Shahid Akhtar, Co-Chair, Canadian Association of Jews and Muslims related that his organization was the first of its type in Canada. The first to combine both the Jewish and Muslim communities in combating racism and religious discrimination. He hoped that the Committee would take the message back to appropriate authorities that the ethnic cleansing being carried out in Myanmar on the Rohyinga community needed to stop. If not, the penalty of removing the honorary citizenship afforded to its current leader should be imposed. He also railed against Quebec Bill C-62 which discriminated against Quebec women by forcing them to uncover themselves for the purposes of providing services in that province. In closing, he suggested that Canada should use its political capital on the international stage to call for the convening of a meeting between Israel and all Muslim nations in the region to promote better communications between the parties. Under questioning, he stated that anti-semitism and Islamophobia were the same thing, just different sides of the same coin. No need to get technical about definitions but more important to address the suffering involved regardless of the term used to describe it.
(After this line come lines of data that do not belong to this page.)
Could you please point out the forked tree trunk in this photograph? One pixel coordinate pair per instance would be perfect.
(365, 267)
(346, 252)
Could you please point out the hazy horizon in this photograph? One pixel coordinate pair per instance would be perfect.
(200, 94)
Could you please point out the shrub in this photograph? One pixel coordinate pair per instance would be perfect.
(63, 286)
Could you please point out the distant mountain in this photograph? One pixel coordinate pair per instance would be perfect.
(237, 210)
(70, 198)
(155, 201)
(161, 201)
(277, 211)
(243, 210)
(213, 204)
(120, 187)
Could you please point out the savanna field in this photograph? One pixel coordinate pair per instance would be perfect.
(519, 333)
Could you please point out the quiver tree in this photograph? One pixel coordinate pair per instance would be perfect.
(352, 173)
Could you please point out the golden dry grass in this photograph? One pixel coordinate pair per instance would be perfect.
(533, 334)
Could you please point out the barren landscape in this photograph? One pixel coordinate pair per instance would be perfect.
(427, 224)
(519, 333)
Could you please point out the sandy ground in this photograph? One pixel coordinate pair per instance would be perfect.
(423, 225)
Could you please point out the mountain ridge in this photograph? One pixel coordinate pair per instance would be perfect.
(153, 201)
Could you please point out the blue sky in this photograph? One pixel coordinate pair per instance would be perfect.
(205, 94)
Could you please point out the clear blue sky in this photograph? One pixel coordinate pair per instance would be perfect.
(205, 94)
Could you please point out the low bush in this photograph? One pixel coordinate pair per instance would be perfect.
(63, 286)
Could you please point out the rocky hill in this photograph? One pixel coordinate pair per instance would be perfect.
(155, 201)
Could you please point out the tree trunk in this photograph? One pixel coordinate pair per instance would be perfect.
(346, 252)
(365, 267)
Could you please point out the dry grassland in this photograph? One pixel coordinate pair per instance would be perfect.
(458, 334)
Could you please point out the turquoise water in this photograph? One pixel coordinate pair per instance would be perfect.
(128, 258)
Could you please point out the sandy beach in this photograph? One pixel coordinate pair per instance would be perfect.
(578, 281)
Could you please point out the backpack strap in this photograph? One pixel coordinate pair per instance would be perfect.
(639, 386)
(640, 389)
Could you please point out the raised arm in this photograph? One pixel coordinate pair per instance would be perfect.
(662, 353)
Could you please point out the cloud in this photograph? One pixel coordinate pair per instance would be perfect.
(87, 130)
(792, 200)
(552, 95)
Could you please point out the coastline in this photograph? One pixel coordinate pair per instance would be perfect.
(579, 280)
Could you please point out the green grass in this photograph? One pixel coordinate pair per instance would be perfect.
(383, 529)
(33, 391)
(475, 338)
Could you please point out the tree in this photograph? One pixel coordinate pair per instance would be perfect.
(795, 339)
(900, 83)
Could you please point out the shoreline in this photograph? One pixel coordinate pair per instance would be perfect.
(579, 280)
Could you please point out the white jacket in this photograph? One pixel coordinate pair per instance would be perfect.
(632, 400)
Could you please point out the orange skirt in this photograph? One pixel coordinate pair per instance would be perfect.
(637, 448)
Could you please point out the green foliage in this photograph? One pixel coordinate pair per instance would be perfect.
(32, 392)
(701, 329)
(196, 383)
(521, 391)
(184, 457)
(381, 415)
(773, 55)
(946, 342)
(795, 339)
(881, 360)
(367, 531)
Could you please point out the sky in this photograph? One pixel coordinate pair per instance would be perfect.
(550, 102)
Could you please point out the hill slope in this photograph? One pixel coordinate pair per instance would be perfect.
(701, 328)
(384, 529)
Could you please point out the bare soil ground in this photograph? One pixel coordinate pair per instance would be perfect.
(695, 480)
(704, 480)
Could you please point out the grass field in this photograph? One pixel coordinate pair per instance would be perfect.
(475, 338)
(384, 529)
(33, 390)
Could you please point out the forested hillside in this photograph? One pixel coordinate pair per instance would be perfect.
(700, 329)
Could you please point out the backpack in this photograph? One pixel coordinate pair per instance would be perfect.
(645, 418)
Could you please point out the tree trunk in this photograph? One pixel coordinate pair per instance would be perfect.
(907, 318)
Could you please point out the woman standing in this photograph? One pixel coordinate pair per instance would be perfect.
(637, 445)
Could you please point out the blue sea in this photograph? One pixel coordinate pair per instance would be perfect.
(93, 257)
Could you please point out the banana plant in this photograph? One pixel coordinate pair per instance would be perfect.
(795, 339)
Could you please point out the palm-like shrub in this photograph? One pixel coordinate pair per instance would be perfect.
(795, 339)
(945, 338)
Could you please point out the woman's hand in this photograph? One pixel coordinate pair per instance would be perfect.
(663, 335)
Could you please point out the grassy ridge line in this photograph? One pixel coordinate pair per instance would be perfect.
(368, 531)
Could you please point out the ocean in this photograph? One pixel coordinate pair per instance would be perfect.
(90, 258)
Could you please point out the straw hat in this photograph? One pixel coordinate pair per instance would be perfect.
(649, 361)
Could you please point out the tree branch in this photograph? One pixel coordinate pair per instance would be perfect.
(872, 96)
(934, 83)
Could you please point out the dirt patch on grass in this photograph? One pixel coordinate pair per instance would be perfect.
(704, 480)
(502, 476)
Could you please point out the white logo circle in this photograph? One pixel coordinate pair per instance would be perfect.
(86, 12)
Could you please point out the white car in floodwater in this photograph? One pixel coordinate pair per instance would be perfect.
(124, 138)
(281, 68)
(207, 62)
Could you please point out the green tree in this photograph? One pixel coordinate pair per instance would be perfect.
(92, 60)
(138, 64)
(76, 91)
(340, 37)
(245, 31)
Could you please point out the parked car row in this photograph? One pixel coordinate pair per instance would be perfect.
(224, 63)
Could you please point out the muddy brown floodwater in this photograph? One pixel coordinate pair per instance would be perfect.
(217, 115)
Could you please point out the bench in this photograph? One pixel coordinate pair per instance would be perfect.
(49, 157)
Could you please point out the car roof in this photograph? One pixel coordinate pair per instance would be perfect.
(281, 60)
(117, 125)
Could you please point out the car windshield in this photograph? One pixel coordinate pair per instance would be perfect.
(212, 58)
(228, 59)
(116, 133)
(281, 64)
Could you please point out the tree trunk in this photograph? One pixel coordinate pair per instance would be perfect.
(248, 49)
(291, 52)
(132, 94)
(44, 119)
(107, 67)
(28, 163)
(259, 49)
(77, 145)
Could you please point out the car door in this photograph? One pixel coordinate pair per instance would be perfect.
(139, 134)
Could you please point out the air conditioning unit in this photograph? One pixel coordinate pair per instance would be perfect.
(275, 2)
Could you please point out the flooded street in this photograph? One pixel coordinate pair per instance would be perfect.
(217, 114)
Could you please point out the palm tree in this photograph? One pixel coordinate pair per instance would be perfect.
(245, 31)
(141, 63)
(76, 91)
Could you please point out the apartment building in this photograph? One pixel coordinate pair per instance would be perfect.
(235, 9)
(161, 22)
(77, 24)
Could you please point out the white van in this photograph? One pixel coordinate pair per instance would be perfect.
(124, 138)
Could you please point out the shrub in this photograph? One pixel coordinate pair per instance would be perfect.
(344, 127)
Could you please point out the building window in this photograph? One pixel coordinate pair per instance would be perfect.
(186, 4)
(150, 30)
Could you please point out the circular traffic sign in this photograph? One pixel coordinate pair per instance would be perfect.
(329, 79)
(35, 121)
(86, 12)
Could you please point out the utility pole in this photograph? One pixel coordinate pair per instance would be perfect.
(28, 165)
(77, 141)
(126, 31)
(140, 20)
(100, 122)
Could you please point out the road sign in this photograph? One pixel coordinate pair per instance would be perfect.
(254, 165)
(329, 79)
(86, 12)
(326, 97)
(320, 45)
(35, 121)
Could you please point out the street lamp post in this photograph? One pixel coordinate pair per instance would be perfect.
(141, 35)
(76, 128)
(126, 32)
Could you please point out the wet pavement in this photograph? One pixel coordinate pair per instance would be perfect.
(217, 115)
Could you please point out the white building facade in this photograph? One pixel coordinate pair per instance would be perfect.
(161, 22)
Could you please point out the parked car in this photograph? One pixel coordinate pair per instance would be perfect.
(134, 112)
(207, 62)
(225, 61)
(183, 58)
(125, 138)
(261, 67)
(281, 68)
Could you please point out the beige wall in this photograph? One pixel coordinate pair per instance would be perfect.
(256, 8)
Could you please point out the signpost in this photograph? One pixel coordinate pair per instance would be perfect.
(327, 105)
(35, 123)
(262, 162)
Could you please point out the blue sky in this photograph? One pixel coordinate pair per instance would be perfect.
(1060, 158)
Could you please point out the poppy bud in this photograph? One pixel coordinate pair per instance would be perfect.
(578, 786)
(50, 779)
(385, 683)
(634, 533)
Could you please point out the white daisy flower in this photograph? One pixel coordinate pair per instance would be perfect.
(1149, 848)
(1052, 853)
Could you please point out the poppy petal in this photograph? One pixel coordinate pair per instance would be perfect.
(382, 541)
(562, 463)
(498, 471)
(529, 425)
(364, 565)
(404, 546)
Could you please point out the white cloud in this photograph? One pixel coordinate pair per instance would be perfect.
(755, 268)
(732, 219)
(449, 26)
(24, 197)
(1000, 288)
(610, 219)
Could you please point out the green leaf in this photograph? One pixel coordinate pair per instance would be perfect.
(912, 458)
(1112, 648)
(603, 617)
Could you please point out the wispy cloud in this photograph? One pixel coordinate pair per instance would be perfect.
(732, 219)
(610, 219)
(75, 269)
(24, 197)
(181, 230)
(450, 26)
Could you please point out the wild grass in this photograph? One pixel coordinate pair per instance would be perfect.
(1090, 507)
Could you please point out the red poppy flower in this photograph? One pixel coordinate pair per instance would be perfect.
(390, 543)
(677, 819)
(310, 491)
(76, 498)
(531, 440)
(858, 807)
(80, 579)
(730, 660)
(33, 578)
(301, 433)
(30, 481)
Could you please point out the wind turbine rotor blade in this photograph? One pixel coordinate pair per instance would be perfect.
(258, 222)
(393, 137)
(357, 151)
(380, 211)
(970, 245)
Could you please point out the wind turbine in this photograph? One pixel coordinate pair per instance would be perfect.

Perry Bellegarde, National Chief, Assembly of First Nations, thanked the Algonquin nation for the land that deliberations were taking place on. He noted that his people do not see people in terms of colour but categorizes all in terms of being "two-legged" beings. If only all peoples had this same perspective there would be no strife among nations. By way of systemic racism, he noted the differential treatment of indigenous peoples by police services and the frozen nature of indigenous rights in section 35 of the Charter. He felt that one of the most important ways of reconciling these differences was to implement the United Nations Declaration of Rights of Indigenous Peoples... He also desired to see more indigenous people on important agencies and boards. Under questioning he stated he would like to see new Canadians welcomed with a "smudging" ceremony as they took the oath of citizenship.